Football stadium in Jasso, Mexico

Estadio Refundación, formerly named Estadio 10 de Diciembre, is a multi-use stadium in the Mexican town of Jasso, Hidalgo. It is currently used mostly for football matches. The stadium holds 7,761 people and opened in 1963.

==History==
The stadium was inaugurated in 1963 to host Cruz Azul's matches; the team remained there until 1971 when it moved to Mexico City due to the great popularity it achieved in the early 1970s. After that, the stadium became the home of Cruz Azul's secondary teams, especially Cruz Azul Hidalgo, created to maintain a representative team for the town. In 2018 it became the stadium of the club's women's team.

Due to changes in the management of the Cruz Azul Cooperative, at the end of 2020 the club's women's team stopped playing in this stadium and returned to Mexico City, while in the summer of 2021 the Cruz Azul Hidalgo project was suspended, which left the Estadio 10 de Diciembre without representative teams.

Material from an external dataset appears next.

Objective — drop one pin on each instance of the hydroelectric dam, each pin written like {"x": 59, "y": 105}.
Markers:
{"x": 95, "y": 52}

In February 2026, the Cooperativa Cruz Azul's board regained control of the town where the stadium is located, thus opening the door to the return of the club's football teams to Jasso. In April, the return of Cruz Azul Hidalgo was announced after a five-year suspension; in addition, the team was promoted to the Liga de Expansión MX.

In July 2026, the stadium was renamed Estadio Refundación (Refounding Stadium) as the Cooperativa's board initiated a policy aimed at erasing the memory of the previous administration, considering it a rebranding. Additionally, the return of Cruz Azul's first team to play preseason matches in the city was announced.